Since when have film cameras obsolete?  Nothing obsolete about my Leica's 

Sent from my SM-G903F using Tapatalk


----------



## Braineack (May 20, 2016)

I've had an N60 sitting unused since 2000.  Just sayin'...


----------



## fmw (May 20, 2016)

gsgary said:


> Nothing obsolete about my Leica's



Certainly not if they are digital Leicas.  I used Leicas back in the film days myself.  Truly wonderful cameras.  I had a love affair with my M6.


----------



## gsgary (May 20, 2016)

fmw said:


> gsgary said:
> 
> 
> > Nothing obsolete about my Leica's
> ...


And not if they are film Leicas

Sent from my SM-G903F using Tapatalk


----------



## astroNikon (May 20, 2016)

jcdeboever said:


> You obviously do not understand the word obsolete. It means no longer made or used... wrong, film cameras are still being produced as well as film. Film is still a viable art medium, still widely used. Not an opinion, fact.
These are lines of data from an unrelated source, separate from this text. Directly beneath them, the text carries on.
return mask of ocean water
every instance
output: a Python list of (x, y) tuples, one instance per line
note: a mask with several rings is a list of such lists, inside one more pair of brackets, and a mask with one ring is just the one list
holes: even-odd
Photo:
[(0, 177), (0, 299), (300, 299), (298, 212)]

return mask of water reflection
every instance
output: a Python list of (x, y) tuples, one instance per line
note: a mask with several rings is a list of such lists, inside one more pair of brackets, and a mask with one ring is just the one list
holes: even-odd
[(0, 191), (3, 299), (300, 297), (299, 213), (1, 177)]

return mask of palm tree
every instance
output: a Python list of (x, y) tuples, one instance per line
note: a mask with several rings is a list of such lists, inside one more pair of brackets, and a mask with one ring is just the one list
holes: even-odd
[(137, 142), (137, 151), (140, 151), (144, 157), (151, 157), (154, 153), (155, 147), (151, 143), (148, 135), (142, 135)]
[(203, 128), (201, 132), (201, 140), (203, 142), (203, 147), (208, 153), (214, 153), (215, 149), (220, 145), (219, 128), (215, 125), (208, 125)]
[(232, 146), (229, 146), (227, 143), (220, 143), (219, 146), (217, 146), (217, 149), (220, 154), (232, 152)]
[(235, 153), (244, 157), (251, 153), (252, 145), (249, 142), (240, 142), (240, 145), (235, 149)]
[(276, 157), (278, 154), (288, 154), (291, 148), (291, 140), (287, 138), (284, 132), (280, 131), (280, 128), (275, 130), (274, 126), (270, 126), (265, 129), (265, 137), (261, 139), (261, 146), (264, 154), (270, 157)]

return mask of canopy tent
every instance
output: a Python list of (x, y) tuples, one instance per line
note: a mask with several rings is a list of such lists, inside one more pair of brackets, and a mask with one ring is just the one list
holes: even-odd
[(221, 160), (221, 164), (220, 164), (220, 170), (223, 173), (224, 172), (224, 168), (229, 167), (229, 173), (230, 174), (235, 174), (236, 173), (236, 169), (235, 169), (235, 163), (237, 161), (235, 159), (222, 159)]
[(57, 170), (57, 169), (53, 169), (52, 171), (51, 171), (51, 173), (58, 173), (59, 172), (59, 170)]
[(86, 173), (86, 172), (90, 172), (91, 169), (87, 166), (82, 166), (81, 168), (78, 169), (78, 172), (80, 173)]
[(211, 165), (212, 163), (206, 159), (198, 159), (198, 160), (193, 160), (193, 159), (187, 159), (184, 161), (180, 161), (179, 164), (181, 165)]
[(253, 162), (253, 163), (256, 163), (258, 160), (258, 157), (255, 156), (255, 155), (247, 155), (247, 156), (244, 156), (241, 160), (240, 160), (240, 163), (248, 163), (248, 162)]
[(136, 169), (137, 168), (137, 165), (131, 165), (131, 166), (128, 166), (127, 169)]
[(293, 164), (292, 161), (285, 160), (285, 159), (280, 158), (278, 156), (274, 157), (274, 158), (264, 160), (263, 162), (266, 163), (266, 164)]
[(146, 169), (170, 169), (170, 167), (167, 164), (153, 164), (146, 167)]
Film Cameras | Buy Film Camera | Nikon


one, or actually two, reasons Nikon has decided to close their doors and stop everything all together according to the rumors.  LOL

I sold my N80 years ago on TPF.  Never used it much.

According to this it should work with modern AF-S G lenses, though it's a chart from Rockwell
==> Nikon Lens Compatibility

actually review of it, if you consider Rockwell a reviewer vs a fable maker ==> Nikon N65 F65 test review  © 2004 KenRockwell.com


----------



## fmw (May 20, 2016)

gsgary said:


> fmw said:
> 
> 
> > gsgary said:
> ...



There are companies that still make and sell cassette decks and cassette tapes.  Nevertheless they represent an obsolete technology.


----------



## wfooshee (May 20, 2016)

So, um, that thing in your avatar..... That's obsolete, too, right? What a clunker!!!!


----------



## fmw (May 21, 2016)

wfooshee said:


> So, um, that thing in your avatar..... That's obsolete, too, right? What a clunker!!!!



It is a Cambo Legend view camera.  It can be upgraded to modern technology with a digital back.  It would certainly be a clunker if you tried to hand hold it.  But, yes, as a film camera it is obsolete.


----------



## gsgary (May 21, 2016)

fmw said:


> wfooshee said:
> 
> 
> > So, um, that thing in your avatar..... That's obsolete, too, right? What a clunker!!!!
> ...


No it isn't film is plentiful 

Sent from my SM-G903F using Tapatalk


----------



## fmw (May 21, 2016)

> No it isn't film is plentiful



My guess is you weren't doing photography in the 1980's and early 1990's.  It isn't plentiful.  It was plentiful.


----------



## KC1 (May 21, 2016)

Old film cameras make nice antique displays, doorstops and paperweights still.
Film was great when it was the only game in town, as soon as an alternative appeared they lost 99% of the market overnight. Seems most people were ready for an advancement in technology. Some still hang on to them for tradition's sake just like some were slow to embrace the telephone when it came into being. There are always some hold outs, and there is nothing wrong with that. Some actually prefer the look of film, I am not one of them but that doesn't mean it's not a valid point of view, it's just not for me and (most camera users) any more.


----------



## Dave442 (May 21, 2016)

Definitely ask for the extra discount with no auto-focus. Sounds like it could be something fun to give a spin for a bit. I know that I would not need autofocus for anything I would consider taking pictures of today with a film camera.


----------